Son and daughter give Spark of Life evidence
Dominic and Abby Hlinsky, the son and daughter of the deceased, each took the stand. They said their dad was a farmer, gambling manager, on the Forada Fire Department since he was 18 and had been a first responder since 2012.
As a Christmas card picture of Abby and Dominic with their dad was displayed on the TV screens throughout the courtroom, the siblings talked about their dad. They said he was a happy guy, who helped them through hardships, that he was quirky and funny and loved to make people laugh. Abby said her dad was a hard worker, kind, determined and her best friend.
Dominic said they farmed together and their life revolved around the farm. It was what they did together as father and son.
Abby said she and her dad liked to golf, have lake days and dinner dates, take trips to the casino and binge-watch Netflix.
They both said their dad was healthy and then both with tears in their eyes, described the days after the assault and the day their dad died.

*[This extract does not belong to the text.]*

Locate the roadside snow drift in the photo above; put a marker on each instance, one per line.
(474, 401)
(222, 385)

Abby explained that she did CPR on her dad when she found him on the floor on the side of the bed in the guest bedroom of her brother’s house. That is where he was staying when he came home from the hospital. She heard him fall and when she checked on him, he wasn’t breathing so she yelled for help and then started doing CPR.
Dominic recalled being in a tractor and getting an active 911 call at a familiar address as it was his own. He remembered trying to call his sister and she didn’t answer. He called the fire chief and was told it was a full code. He remembers not being let inside the house and that he stood on the deck and cried.
After he was let inside, he went to his bedroom and just waited. Ambulance personnel had to put oxygen on him and wrap blankets around him as he said he was in shock. He remembers being told his dad didn’t make it and that he had died.
Both Abby and Dominic were released as witnesses after their testimony.
The trial is set to resume on Tuesday, Jan. 13, at 8:45 a.m.